First MASA Experiment¶
This tutorial gets MASA running end to end with a tiny safe RL experiment. You will:
preview the
bridge_crossingenvironment,wrap it with
make_env,inspect labels and constraint metrics,
run a tiny
q_learningsmoke experiment,read the training and evaluation logs.
Runnable notebook: notebooks/tutorials/01_first_masa_experiment.ipynb
CPU-First Setup¶
Use CPU for this first run. This keeps the tutorial portable and avoids noisy CUDA probing on machines that have GPU packages installed.
import os
os.environ.setdefault("JAX_PLATFORMS", "cpu")
os.environ.setdefault("TF_CPP_MIN_LOG_LEVEL", "2")
Set those environment variables before importing MASA/JAX modules.
Preview Bridge Crossing¶
bridge_crossing is a tabular gridworld. The agent starts at the lower-left corner, receives reward for reaching the goal row, and incurs safety cost when it reaches lava.
from IPython.display import display
from PIL import Image
from masa.envs.tabular.bridge_crossing import BridgeCrossing
preview_env = BridgeCrossing(render_mode="rgb_array", render_window_size=320)
obs, info = preview_env.reset(seed=0)
print({"reset_obs": obs, "reset_info": info})

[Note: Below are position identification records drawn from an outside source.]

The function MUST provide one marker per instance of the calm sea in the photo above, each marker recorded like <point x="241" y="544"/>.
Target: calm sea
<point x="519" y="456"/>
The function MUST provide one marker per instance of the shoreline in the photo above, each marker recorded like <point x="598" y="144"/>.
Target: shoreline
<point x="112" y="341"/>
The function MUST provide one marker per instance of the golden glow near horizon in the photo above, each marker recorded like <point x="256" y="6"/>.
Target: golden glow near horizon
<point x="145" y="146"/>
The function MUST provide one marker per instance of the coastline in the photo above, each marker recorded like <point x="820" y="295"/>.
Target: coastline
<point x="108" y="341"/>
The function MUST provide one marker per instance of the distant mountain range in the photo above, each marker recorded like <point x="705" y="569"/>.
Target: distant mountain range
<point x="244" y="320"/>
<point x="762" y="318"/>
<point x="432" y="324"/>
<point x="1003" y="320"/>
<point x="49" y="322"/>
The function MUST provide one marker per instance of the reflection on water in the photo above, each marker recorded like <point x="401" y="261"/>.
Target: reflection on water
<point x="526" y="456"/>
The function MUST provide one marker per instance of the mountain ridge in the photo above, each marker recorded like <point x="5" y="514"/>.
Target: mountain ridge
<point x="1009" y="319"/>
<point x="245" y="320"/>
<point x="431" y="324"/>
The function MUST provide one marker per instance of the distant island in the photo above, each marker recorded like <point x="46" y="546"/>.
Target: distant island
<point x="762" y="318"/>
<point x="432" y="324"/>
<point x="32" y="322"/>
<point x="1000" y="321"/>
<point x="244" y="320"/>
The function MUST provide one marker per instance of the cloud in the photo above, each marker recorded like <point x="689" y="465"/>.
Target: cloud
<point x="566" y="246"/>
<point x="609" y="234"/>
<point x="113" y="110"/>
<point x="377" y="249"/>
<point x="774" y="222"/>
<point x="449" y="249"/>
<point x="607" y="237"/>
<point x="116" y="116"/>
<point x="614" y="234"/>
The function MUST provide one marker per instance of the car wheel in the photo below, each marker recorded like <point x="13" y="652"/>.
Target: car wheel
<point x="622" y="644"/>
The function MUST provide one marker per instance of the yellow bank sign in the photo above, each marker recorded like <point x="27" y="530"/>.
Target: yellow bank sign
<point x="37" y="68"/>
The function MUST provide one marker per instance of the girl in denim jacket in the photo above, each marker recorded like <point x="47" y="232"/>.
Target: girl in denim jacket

display(Image.fromarray(preview_env.render()))
preview_env.close()
Build a MASA Environment¶
make_env applies MASA’s standard wrapper stack:
TimeLimit -> LabelledEnv -> ConstraintEnv -> ConstraintMonitor -> RewardMonitor
For this first experiment, use the PCTL constraint with the default Bridge Crossing label and cost functions.
from pprint import pprint
from masa.plugins.helpers import load_plugins
from masa.common.utils import make_env
from masa.envs.tabular.bridge_crossing import cost_fn, label_fn
load_plugins()
def build_masa_env():
return make_env(
"bridge_crossing",
"pctl",
400,
label_fn=label_fn,
cost_fn=cost_fn,
alpha=0.01,
)
env = build_masa_env()
obs, info = env.reset(seed=0)
print("reset observation:", obs)
print('info["labels"]:', info["labels"])
print('info["constraint"]:')
pprint(info["constraint"])
The observation and reward still follow Gymnasium. MASA adds semantic safety information through info["labels"] and info["constraint"].
Step by Hand¶
Step a few fixed actions before training. This is the fastest way to confirm what your environment emits.
ACTION_NAMES = {0: "left", 1: "right", 2: "down", 3: "up", 4: "stay"}
scripted_actions = [3, 3, 3, 4, 1]
rows = []
for step, action in enumerate(scripted_actions, start=1):
obs, reward, terminated, truncated, info = env.step(action)
rows.append(
{
"step": step,
"action": ACTION_NAMES[action],
"obs": int(obs),
"reward": float(reward),
"terminated": bool(terminated),
"truncated": bool(truncated),
"labels": sorted(info["labels"]),
"constraint_step": info["constraint"]["step"],
}
)
if terminated or truncated:
break
pprint(rows)
env.close()
Train a Tiny Q-Learner¶
This smoke run is deliberately tiny. It is not meant to learn a good policy; it proves that the environment, constraint, algorithm, evaluation, and logger all connect correctly.
from masa.algorithms.tabular import QL
train_env = build_masa_env()
eval_env = build_masa_env()
algo = QL(
train_env,
tensorboard_logdir=None,
seed=0,
monitor=True,
device="cpu",
verbose=0,
env_fn=build_masa_env,
eval_env=eval_env,
)
algo.train(
num_frames=20,
eval_freq=10,
log_freq=10,
num_eval_episodes=1,
stats_window_size=10,
)
train_env.close()
eval_env.close()
You should see log groups like:
train/rollout: episode-level constraint metrics from training.train/stats: algorithm statistics, such as Q-learning step size and exploration temperature.eval/rollout: evaluation metrics, including constraint satisfaction, reward, and episode length.
CLI Equivalent¶
The same smoke run can be launched from a shell:
JAX_PLATFORMS=cpu TF_CPP_MIN_LOG_LEVEL=2 uv run --locked python -m masa.run \
--custom-cfgs bridge_crossing \
--algo q_learning \
--total-timesteps 20 \
--seed 0 \
--run.eval_every 10 \
--run.log_every 10 \
--run.eval_episodes 1 \
--run.device cpu
For a real experiment, increase num_frames or --total-timesteps, run multiple seeds, and keep this short tutorial run as a quick correctness check.